Politically, all of this is might be closer to a right-wing spectrum, and until now, there has been almost no left organisation connected to these struggles [5]. There are clearly proletarian tendencies in the movement, and that’s where our efforts must focus.

Some of those mobilisations are being registered on @tretanotrampo Instagram page.


[1] This situation is not completely new. One year ago, we pointed out that Bolsonaro’s anti-lockdown discourse wasn’t simply about answering the demands of the small bosses who support him, but also appealing “to workers who depend on small gigs to survive and who do not see anything but misery when facing the pandemic” (see, in English, the article: https://passapalavra.info/2020/04/130921/). However, during 2020 the Emergency Basic Income had a decisive role in containing this dangerous tendency as it provided a safety net for a huge mass of informal workers.

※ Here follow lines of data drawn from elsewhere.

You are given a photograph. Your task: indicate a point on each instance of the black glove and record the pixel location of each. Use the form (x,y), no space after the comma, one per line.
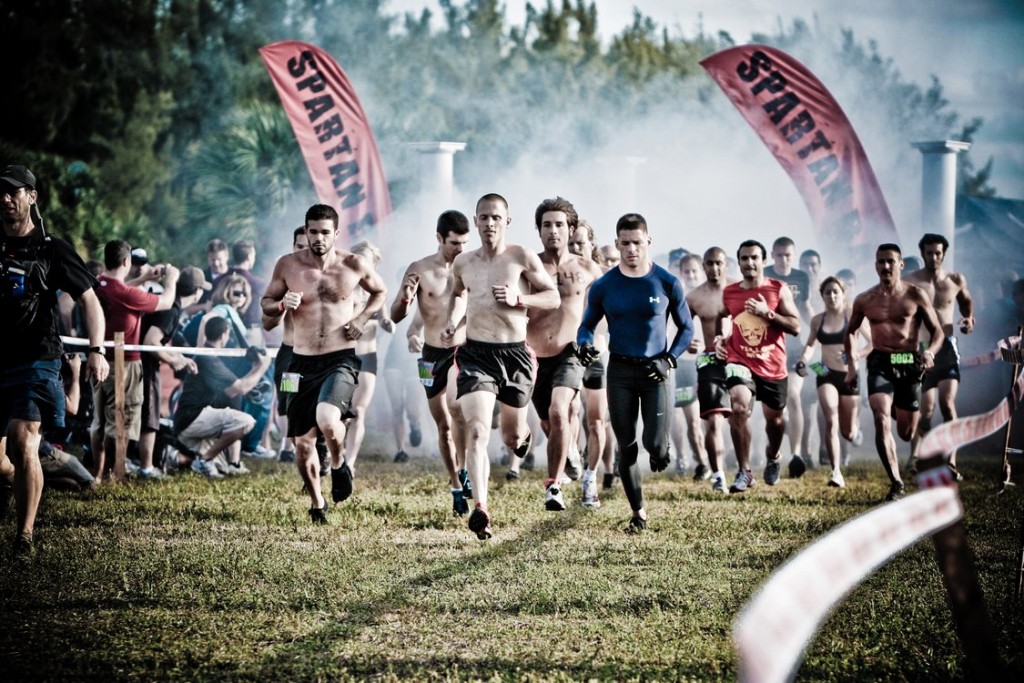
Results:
(587,354)
(658,367)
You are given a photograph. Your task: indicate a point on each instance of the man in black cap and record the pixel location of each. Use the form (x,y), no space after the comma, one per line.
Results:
(34,267)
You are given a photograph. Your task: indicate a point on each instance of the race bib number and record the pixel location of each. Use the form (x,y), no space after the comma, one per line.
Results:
(708,358)
(290,382)
(426,370)
(735,370)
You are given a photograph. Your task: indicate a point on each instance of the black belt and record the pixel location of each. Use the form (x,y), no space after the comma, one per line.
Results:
(629,359)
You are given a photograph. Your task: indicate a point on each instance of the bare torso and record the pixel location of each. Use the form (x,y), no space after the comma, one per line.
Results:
(549,332)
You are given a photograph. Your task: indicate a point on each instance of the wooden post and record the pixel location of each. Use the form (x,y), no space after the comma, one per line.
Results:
(121,434)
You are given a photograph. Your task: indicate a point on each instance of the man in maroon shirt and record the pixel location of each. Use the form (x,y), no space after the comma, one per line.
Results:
(123,308)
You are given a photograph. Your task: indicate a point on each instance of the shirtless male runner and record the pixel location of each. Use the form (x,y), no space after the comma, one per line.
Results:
(317,289)
(713,394)
(551,334)
(428,282)
(895,310)
(495,363)
(944,288)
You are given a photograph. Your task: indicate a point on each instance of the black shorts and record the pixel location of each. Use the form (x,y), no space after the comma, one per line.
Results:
(946,366)
(770,392)
(713,394)
(369,363)
(593,375)
(151,393)
(562,370)
(440,361)
(898,374)
(330,378)
(281,366)
(34,392)
(837,378)
(686,383)
(505,370)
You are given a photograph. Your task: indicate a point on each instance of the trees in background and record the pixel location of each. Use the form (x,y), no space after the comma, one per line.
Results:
(155,121)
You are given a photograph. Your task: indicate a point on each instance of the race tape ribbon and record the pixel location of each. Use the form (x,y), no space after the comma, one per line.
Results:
(76,342)
(775,626)
(950,435)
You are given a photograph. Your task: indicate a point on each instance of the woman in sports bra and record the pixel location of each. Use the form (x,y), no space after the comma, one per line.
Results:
(839,401)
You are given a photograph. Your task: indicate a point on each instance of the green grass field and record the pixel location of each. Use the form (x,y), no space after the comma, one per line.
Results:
(227,581)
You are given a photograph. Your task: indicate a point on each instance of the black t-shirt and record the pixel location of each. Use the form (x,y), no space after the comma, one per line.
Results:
(34,269)
(205,388)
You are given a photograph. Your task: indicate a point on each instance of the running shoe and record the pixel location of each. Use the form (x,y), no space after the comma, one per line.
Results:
(744,480)
(797,467)
(837,479)
(341,482)
(773,470)
(206,468)
(896,491)
(553,499)
(467,486)
(318,515)
(590,499)
(573,463)
(459,505)
(479,523)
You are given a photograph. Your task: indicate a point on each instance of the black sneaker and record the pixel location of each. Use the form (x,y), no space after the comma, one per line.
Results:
(341,483)
(479,523)
(896,491)
(318,515)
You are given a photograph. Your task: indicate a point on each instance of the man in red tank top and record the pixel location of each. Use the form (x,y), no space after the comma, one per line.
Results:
(763,311)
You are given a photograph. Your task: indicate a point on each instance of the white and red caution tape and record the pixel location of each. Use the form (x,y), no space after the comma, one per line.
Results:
(775,626)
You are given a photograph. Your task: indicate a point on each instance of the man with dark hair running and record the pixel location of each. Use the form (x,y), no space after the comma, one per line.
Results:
(316,287)
(495,363)
(763,312)
(637,297)
(428,282)
(895,310)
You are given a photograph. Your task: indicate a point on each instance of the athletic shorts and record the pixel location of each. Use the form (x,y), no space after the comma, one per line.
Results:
(837,378)
(946,366)
(898,374)
(281,366)
(330,378)
(368,363)
(562,370)
(103,413)
(434,364)
(713,393)
(505,370)
(34,392)
(151,394)
(593,375)
(770,392)
(686,383)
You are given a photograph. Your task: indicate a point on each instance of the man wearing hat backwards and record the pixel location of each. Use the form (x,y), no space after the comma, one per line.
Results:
(34,267)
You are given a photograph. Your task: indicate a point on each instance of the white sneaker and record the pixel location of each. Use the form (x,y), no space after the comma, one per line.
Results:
(837,479)
(590,499)
(553,500)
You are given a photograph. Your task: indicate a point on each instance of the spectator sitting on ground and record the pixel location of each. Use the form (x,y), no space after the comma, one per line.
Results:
(205,421)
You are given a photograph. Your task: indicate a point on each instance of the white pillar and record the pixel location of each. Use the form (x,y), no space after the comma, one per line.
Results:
(938,188)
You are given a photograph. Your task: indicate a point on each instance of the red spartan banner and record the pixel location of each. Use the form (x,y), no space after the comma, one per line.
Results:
(334,134)
(801,123)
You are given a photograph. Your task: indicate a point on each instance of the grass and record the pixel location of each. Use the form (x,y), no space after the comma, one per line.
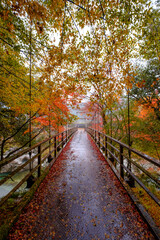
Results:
(13,207)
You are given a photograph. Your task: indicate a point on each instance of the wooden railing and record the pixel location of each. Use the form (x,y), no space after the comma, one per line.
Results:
(126,161)
(46,152)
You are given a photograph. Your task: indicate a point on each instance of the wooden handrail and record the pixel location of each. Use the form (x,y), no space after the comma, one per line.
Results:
(65,136)
(123,156)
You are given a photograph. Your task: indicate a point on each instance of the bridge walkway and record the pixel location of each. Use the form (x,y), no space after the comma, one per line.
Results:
(80,199)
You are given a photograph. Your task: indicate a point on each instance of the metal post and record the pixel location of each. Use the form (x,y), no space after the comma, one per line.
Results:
(99,143)
(106,146)
(30,97)
(129,132)
(49,157)
(62,141)
(121,162)
(39,160)
(55,147)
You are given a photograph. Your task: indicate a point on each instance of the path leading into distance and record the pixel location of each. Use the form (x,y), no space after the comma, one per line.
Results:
(80,199)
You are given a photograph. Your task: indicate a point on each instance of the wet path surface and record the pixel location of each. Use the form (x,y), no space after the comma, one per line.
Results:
(80,199)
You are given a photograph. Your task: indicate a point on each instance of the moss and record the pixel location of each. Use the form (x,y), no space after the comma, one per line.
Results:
(149,204)
(10,211)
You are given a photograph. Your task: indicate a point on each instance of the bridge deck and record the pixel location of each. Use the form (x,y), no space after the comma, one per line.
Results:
(80,199)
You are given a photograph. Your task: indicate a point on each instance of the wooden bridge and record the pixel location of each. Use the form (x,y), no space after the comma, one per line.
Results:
(85,181)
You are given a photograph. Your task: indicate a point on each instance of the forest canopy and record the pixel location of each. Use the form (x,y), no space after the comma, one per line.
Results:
(52,53)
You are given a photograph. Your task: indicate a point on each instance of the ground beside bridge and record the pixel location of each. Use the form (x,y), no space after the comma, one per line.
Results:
(80,199)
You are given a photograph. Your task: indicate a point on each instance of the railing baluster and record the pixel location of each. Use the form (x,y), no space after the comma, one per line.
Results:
(55,147)
(106,152)
(99,139)
(39,160)
(121,162)
(62,141)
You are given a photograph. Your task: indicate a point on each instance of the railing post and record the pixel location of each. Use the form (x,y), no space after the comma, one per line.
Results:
(55,147)
(121,162)
(66,135)
(39,160)
(62,141)
(99,143)
(106,152)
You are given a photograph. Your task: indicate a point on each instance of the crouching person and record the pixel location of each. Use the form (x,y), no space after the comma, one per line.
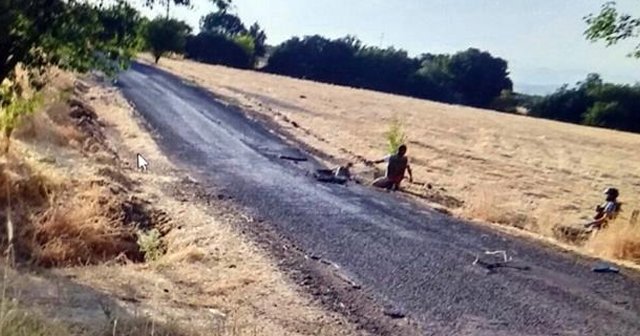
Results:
(607,211)
(397,164)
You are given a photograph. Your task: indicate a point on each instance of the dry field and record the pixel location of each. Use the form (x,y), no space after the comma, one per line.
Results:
(77,208)
(506,169)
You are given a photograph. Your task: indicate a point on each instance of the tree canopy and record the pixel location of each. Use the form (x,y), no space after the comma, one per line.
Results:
(593,102)
(69,34)
(612,26)
(166,35)
(471,77)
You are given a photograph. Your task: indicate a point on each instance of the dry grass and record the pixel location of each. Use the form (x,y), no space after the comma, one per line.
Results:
(620,241)
(508,169)
(58,221)
(83,229)
(77,210)
(16,321)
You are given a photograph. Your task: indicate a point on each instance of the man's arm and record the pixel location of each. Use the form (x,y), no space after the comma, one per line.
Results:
(385,159)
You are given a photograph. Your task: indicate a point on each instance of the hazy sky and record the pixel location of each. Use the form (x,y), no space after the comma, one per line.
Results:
(541,39)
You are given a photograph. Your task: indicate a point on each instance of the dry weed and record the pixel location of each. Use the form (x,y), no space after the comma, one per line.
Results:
(16,321)
(620,240)
(487,203)
(84,229)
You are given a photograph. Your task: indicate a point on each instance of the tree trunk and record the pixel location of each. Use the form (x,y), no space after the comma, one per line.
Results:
(6,139)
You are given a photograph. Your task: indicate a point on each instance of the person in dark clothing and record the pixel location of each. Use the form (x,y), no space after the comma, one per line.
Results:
(607,211)
(397,164)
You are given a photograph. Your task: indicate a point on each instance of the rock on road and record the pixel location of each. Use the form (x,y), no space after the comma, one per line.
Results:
(413,257)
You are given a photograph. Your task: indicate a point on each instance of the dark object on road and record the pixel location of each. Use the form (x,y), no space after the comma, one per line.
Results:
(291,158)
(605,268)
(329,176)
(394,313)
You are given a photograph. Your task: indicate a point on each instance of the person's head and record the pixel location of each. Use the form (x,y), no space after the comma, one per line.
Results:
(611,194)
(402,150)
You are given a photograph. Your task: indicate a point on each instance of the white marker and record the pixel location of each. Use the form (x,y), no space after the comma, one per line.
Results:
(142,163)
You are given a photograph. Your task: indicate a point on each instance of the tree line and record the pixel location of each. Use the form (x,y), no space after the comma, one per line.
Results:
(80,35)
(592,102)
(471,77)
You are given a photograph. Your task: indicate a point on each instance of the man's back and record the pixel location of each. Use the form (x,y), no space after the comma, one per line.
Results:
(397,165)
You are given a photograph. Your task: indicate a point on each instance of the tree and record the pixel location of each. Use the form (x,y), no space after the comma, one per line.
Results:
(222,22)
(67,33)
(259,39)
(316,58)
(166,35)
(478,76)
(209,47)
(611,26)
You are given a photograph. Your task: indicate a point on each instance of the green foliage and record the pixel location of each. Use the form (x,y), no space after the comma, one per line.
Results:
(150,244)
(16,107)
(166,35)
(478,77)
(214,48)
(70,34)
(471,77)
(395,136)
(602,113)
(611,26)
(259,40)
(225,40)
(246,43)
(224,23)
(593,102)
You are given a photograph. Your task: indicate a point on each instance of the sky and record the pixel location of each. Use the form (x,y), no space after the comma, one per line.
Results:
(541,39)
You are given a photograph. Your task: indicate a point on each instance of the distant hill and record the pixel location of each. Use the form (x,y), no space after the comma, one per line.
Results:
(535,89)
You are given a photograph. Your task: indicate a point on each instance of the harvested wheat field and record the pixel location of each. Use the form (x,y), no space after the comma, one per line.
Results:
(479,164)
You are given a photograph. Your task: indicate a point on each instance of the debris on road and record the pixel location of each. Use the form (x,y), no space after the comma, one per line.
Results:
(505,262)
(394,313)
(292,158)
(605,268)
(328,176)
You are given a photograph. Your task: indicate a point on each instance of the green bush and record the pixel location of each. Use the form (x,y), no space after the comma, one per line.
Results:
(150,244)
(395,136)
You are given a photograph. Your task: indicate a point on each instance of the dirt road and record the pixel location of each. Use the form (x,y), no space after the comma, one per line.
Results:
(414,258)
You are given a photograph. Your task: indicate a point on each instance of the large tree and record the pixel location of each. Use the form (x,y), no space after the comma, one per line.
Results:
(166,35)
(70,34)
(612,26)
(478,76)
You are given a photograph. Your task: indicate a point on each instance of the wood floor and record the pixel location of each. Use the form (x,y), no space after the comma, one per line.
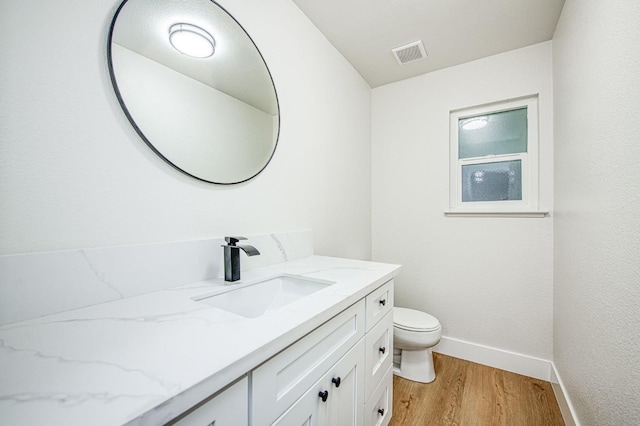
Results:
(465,393)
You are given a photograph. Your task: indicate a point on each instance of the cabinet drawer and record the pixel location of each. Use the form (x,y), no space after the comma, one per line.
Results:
(379,355)
(228,407)
(280,381)
(378,410)
(379,303)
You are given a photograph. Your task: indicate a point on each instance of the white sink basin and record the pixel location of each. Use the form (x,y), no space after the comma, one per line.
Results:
(259,298)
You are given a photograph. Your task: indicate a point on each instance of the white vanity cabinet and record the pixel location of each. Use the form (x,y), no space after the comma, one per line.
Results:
(340,374)
(334,400)
(293,373)
(226,408)
(379,356)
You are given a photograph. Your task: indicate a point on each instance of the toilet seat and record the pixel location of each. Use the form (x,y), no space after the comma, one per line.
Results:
(412,320)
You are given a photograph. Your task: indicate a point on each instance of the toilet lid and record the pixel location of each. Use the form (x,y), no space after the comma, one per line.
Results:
(412,320)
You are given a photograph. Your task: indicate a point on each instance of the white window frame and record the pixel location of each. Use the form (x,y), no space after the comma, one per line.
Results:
(528,206)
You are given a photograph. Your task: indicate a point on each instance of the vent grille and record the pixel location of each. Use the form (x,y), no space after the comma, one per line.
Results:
(409,52)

[2] In 2018, truckers paralysed the country in protest against the price of diesel. (This was a mix of strike and lockout, but a result of the material composition of this sector). This movement was really radical, ignoring the attempts of union representative to negotiate on their behalf and causing shortages in many parts of the country. On the other hand, striking truckers raised the banner of a “military intervention” against Michel Temer’s government, paving the way to Bolsonaro’s ascension at the end of that year.

[3] Brazilian national oil company, half state-owned, half private.

[4] For some English subtitled footage of the App Brakes protests, see:

[5] With only one exception: the oil workers unions that are campaigning against the policy of price parity, and so organise actions where they sell petrol to app workers at the production cost.